Il consigliere a bordo della Flotilla
Nel corso del suo intervento, Paolo Romano ha portato la testimonianza dell’azione sulla Flotilla e della detenzione subìta nelle carceri israeliane. Una riflessione forte, vissuta e intensa che ha lasciato la platea dei presenti in un lungo silenzio commosso.

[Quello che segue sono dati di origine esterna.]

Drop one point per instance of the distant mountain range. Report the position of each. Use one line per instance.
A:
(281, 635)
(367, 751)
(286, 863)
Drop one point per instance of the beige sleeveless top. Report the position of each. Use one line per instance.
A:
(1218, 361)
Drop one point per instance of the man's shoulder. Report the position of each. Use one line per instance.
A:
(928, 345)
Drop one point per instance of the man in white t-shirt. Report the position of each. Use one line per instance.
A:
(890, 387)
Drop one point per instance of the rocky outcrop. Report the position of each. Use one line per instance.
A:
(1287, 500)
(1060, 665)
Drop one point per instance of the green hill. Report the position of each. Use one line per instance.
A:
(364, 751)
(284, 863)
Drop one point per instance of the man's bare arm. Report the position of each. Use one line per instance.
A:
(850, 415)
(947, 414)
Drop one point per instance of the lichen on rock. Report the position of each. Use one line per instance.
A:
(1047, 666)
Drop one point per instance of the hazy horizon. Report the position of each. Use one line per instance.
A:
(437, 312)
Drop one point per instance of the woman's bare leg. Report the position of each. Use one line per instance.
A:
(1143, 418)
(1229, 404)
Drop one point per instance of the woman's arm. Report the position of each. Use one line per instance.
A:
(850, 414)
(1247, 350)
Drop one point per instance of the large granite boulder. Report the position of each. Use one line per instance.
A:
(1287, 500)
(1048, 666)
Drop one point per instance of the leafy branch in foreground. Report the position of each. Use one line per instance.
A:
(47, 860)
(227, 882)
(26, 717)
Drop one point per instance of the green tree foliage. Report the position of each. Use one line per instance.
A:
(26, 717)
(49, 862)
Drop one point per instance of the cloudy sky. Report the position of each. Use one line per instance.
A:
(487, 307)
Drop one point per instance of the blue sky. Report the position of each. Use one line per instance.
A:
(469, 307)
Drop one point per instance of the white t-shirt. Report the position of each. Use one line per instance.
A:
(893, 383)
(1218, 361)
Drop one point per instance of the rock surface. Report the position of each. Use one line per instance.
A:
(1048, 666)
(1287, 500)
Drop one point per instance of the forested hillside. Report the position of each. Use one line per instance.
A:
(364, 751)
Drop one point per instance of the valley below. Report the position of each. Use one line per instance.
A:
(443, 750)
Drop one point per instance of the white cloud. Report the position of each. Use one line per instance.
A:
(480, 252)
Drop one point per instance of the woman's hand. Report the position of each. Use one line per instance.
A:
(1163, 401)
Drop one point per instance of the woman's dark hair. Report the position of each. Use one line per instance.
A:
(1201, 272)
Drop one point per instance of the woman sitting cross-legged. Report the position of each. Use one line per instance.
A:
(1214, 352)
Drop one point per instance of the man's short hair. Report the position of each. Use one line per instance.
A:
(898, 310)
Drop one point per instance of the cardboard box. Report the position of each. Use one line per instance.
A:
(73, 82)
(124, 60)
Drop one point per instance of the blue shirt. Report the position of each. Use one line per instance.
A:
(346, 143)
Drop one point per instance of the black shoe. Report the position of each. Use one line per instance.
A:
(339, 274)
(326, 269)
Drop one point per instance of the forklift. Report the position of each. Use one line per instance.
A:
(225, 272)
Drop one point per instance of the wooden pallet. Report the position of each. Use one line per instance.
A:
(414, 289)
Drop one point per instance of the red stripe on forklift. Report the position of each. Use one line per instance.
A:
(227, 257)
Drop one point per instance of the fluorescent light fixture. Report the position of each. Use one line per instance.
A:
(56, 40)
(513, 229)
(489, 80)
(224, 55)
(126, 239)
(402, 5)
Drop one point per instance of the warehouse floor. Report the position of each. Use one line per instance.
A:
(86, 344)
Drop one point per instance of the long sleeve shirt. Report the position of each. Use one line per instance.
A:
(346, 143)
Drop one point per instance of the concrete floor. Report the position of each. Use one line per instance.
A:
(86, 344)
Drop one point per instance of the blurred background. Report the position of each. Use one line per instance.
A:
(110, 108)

La condizione del popolo palestinese
Muhammed Saleh ha parlato della condizione del popolo palestinese presentando dati spesso dimenticati mentre Beatrice Zago ha fatto riferimento all’importanza di attivarsi sul territorio, ricordando la possibilità per ciascun singolo cittadino di mobilitarsi e partecipare. La sindaca Ilaria Scaccabarozzi, invece, ha voluto condividere l’esperienza del suo viaggio a Betlemme e Gerusalemme e l’impegno con altri amministratori locali della zona su queste tematiche.
Il messaggio degli organizzatori
“Non può esserci pace senza verità – è il messaggio finale lanciato dagli organizzatori – Di fronte a quanto accade in Palestina e nel mondo siamo chiamati a scegliere se essere sabbia che si disperde e si sgretola o roccia che resiste, testimonia e non si volta dall’altra parte.”